YAZARLAR

İmamoğlu’nun çözmesi gereken iki şifre var

İmamoğlu'ndan başka seçmen kesimlerini uzaklaştırabilecek, ‘keskin’ bir genel siyasi söylem beklenmiyor. Kampanyanın temelindeki en önemli siyasi odak şehir yoksulluğu olacak. Peki böyle bir söylem yeterli olacak mı? Seçime 3 aydan az bir zaman kalmış olsa da bu sorunun yanıtını vermeye çalışmak için hâlâ biraz daha süre lazım…

Yerel seçim gündemi iyiden iyiye kendini hissettirmeye başladı. Şaşırtıcı olmayan bir şekilde en çok konuşulan başlıksa iktidarın İstanbul ve Ankara’yı ‘almak’ için hangi isimleri aday göstereceği. Özellikle de İstanbul’daki aday tercihi konusunda yoğun bir çalışmanın devam ettiğini, geçen hafta yazdığımız tablonun da değişmediğini belirtelim: En çok gayret gösteren isim Esenler Belediye Başkanı Tevfik Göksu, teşkilat tarafında öne çıkan isim Fatih Belediye Başkanı Mehmet Ergün Turan, ‘son karar’ aşamasında devreye girebilecek isimse Selçuk Bayraktar. 

İktidar tarafında durum böyle ve İstanbul adayı ilk gündem olmaya bir süre daha devam edecek.

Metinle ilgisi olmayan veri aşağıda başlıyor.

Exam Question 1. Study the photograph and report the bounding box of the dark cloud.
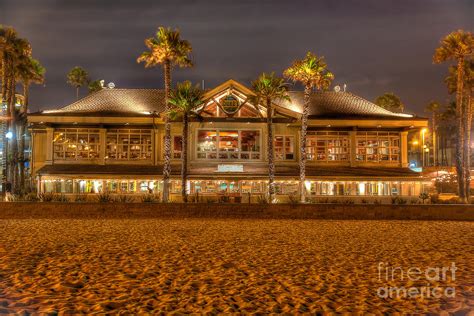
[1,0,472,114]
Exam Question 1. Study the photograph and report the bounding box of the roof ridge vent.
[333,85,341,92]
[107,82,115,89]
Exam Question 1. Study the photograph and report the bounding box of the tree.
[374,93,404,113]
[425,101,441,166]
[434,29,474,203]
[0,25,31,194]
[284,52,334,202]
[16,57,45,190]
[137,27,192,202]
[445,60,474,198]
[252,73,290,203]
[88,79,103,94]
[67,66,89,99]
[168,81,204,203]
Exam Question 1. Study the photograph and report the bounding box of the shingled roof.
[39,84,413,119]
[275,91,413,118]
[42,89,166,115]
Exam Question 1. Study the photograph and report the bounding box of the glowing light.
[412,140,419,145]
[421,128,428,133]
[5,132,13,139]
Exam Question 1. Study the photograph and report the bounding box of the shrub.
[373,199,382,205]
[53,194,69,203]
[39,192,55,202]
[430,193,440,204]
[74,194,87,203]
[419,192,430,204]
[257,194,268,204]
[342,199,355,205]
[391,196,407,205]
[410,199,420,204]
[361,199,368,204]
[24,192,40,202]
[97,192,113,203]
[287,194,299,205]
[141,194,159,203]
[115,194,134,203]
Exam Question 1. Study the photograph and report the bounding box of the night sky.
[1,0,472,114]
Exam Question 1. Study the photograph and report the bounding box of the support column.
[45,127,54,165]
[154,129,160,165]
[400,131,408,167]
[349,130,357,167]
[99,128,106,165]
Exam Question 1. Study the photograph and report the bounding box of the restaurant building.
[28,79,430,202]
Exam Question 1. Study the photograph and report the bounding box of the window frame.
[53,128,101,161]
[306,131,350,162]
[106,129,153,161]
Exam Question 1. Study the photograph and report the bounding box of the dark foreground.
[0,219,473,314]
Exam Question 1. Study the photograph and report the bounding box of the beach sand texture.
[0,219,472,314]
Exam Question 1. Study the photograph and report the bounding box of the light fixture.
[5,132,13,139]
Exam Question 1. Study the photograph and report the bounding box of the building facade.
[29,80,430,202]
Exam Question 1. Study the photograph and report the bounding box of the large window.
[306,131,349,162]
[53,129,100,160]
[106,129,152,160]
[197,129,260,160]
[356,132,400,162]
[275,136,294,160]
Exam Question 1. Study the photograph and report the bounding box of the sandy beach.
[0,219,472,314]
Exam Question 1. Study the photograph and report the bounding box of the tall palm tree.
[375,93,405,113]
[16,57,45,190]
[284,52,334,203]
[445,60,474,198]
[137,27,192,202]
[0,25,31,193]
[168,81,204,203]
[434,30,474,203]
[425,101,441,166]
[252,73,290,203]
[67,66,89,99]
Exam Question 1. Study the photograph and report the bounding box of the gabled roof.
[36,80,415,120]
[275,91,413,119]
[42,89,166,115]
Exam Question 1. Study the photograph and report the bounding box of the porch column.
[400,131,408,167]
[154,130,160,165]
[349,130,357,167]
[45,127,54,165]
[99,128,106,165]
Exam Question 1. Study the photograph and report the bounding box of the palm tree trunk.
[18,83,29,192]
[267,96,275,203]
[162,60,172,202]
[76,86,79,100]
[181,113,188,203]
[8,71,18,194]
[432,113,437,166]
[299,84,311,203]
[464,93,472,200]
[1,56,9,195]
[1,55,8,102]
[455,58,466,203]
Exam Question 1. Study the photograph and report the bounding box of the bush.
[115,194,134,203]
[53,194,69,203]
[74,194,87,203]
[287,194,299,205]
[419,192,430,204]
[342,199,355,205]
[410,199,420,204]
[24,192,40,202]
[257,194,268,204]
[97,192,113,203]
[430,193,440,204]
[361,199,368,204]
[39,192,55,202]
[141,194,159,203]
[391,196,407,205]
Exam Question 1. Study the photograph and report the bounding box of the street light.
[5,132,12,140]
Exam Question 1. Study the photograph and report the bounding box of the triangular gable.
[198,79,299,119]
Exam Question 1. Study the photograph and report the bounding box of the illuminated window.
[356,132,400,162]
[306,131,349,162]
[196,129,260,160]
[275,136,294,160]
[53,129,100,160]
[106,129,152,160]
[172,136,183,159]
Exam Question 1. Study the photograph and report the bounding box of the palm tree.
[67,66,89,99]
[434,30,474,203]
[88,79,104,94]
[425,101,441,166]
[168,81,204,203]
[0,25,31,194]
[137,27,192,202]
[284,52,334,203]
[16,57,45,190]
[445,60,474,198]
[252,73,290,203]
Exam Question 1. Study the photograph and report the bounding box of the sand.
[0,219,472,314]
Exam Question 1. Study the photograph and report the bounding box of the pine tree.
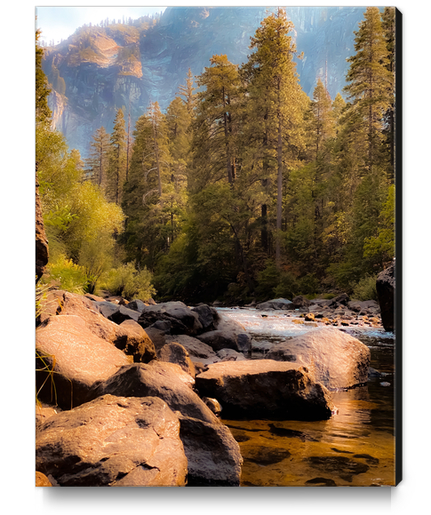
[178,68,196,116]
[106,108,127,205]
[122,103,176,267]
[308,78,334,159]
[242,8,307,266]
[192,55,241,189]
[86,126,110,188]
[344,6,393,176]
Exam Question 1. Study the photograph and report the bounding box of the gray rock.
[138,301,203,335]
[191,304,219,332]
[255,298,293,311]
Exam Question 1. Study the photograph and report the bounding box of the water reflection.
[219,308,396,486]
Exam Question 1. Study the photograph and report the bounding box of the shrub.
[42,254,88,294]
[351,274,378,301]
[100,263,156,301]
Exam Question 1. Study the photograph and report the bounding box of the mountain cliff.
[42,6,366,158]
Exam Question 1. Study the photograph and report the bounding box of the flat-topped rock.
[195,359,333,420]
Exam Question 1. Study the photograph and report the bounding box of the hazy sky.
[36,6,167,45]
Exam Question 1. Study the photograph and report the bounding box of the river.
[217,308,396,487]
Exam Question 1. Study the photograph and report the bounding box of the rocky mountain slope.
[42,6,367,158]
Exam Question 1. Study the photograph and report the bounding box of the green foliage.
[255,260,280,298]
[273,271,299,300]
[100,263,156,301]
[43,254,88,294]
[363,184,395,266]
[352,274,379,301]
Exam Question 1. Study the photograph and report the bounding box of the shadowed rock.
[195,359,334,420]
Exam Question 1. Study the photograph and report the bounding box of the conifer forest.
[36,7,397,305]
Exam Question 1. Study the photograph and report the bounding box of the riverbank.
[35,288,395,487]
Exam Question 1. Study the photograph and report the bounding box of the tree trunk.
[275,95,283,267]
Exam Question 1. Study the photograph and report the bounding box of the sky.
[36,6,167,45]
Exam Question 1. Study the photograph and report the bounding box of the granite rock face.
[43,6,366,158]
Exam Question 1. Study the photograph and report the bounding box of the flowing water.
[217,308,397,487]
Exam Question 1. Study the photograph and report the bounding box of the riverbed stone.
[255,298,293,311]
[217,348,247,361]
[116,319,157,363]
[138,301,203,335]
[36,315,131,409]
[36,394,188,486]
[37,290,126,345]
[266,326,370,390]
[95,301,140,324]
[166,334,218,362]
[196,312,251,353]
[191,304,219,332]
[157,342,196,378]
[195,359,334,420]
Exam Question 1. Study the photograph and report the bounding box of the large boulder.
[196,312,251,353]
[292,295,311,309]
[255,298,293,311]
[88,362,242,486]
[195,360,334,420]
[266,327,370,390]
[376,261,396,332]
[138,301,203,335]
[36,315,131,409]
[116,319,157,363]
[36,395,188,486]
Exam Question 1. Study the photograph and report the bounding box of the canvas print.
[35,6,401,487]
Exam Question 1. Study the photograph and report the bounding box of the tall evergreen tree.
[86,126,110,188]
[178,68,196,116]
[106,108,127,205]
[192,55,241,189]
[242,8,307,266]
[343,6,393,176]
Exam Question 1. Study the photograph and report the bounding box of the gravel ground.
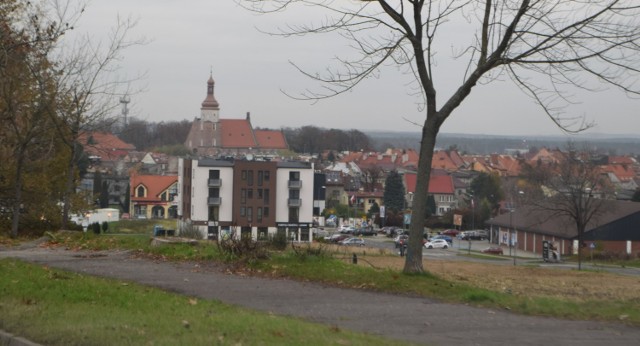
[1,246,640,346]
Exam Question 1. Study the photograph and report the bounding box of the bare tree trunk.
[61,142,78,230]
[10,153,25,238]
[403,116,440,273]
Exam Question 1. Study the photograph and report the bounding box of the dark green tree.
[426,195,436,218]
[383,171,405,213]
[469,172,503,214]
[367,201,380,220]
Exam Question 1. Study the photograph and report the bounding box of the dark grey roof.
[197,158,234,167]
[277,161,313,169]
[486,200,640,239]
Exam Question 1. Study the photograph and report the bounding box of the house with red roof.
[404,172,457,216]
[130,174,178,219]
[184,75,288,157]
[78,131,136,162]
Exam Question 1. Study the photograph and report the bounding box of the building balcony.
[208,178,222,187]
[288,198,302,207]
[288,180,302,189]
[207,197,222,205]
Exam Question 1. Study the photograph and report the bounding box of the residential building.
[178,157,314,241]
[404,172,457,216]
[130,174,179,219]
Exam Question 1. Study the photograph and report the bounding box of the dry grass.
[355,255,640,302]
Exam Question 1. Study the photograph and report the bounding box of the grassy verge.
[0,259,407,346]
[249,251,640,324]
[9,230,640,327]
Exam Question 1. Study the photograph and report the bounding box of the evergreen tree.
[383,171,405,213]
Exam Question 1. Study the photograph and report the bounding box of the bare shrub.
[179,222,203,240]
[217,236,269,262]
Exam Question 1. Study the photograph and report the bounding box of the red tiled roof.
[130,175,177,202]
[79,132,135,161]
[600,164,636,181]
[220,119,257,148]
[432,151,458,170]
[404,172,454,194]
[254,130,288,149]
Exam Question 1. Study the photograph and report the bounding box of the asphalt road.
[1,246,639,345]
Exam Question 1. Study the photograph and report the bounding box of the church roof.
[254,130,288,149]
[220,119,256,148]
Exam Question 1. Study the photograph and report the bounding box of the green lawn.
[0,259,408,346]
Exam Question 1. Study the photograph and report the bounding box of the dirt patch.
[353,255,640,302]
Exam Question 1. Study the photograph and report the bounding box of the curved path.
[1,247,639,345]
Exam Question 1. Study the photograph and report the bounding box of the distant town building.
[184,75,288,157]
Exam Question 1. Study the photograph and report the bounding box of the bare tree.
[240,1,640,273]
[522,144,613,270]
[50,9,145,229]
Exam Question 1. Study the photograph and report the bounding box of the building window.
[241,188,247,204]
[208,206,219,221]
[241,170,247,180]
[209,170,220,179]
[289,189,300,199]
[289,171,300,181]
[248,171,254,186]
[288,207,299,223]
[240,206,246,217]
[136,186,145,197]
[247,207,253,222]
[264,189,270,204]
[264,171,270,181]
[258,171,263,186]
[160,192,167,201]
[264,207,270,217]
[209,187,219,198]
[257,189,263,199]
[257,207,263,222]
[247,189,253,199]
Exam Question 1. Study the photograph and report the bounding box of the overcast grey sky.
[72,0,639,137]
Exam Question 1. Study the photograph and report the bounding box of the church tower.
[201,74,220,123]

Ancak herhalde yerel seçim sürecinde ve sonucunda en çok merak edilen başlık, 2028’de yapılacak Cumhurbaşkanlığı seçimi için seçmenin ne mesaj vereceği olacak.

Politik Duvar’da Ankara Temsilcimiz Nergis Demirkaya’nın Adalet ve Kalkınma Partisi’ndeki bir siyasetçiden aktardığı, "Sadece İstanbul için aday arandığını düşünmeyin, bu seçimdeki tercih 2028 için de belirleyici olacak" değerlendirmesini hatırlatarak, muhalefet tarafında gözlerin üzerinde olacağı isme, Ekrem İmamoğlu’na bakalım.

***

İstanbul’da güçlü bir ‘İmamoğlu ittifakı’ sağlanması ve dolasıyla seçimin kazanılabilmesi için çözülmesi gereken iki temel şifre var:

1) Böyle bir ittifakta yer alabilecek tarafların durumunun ne olacağı.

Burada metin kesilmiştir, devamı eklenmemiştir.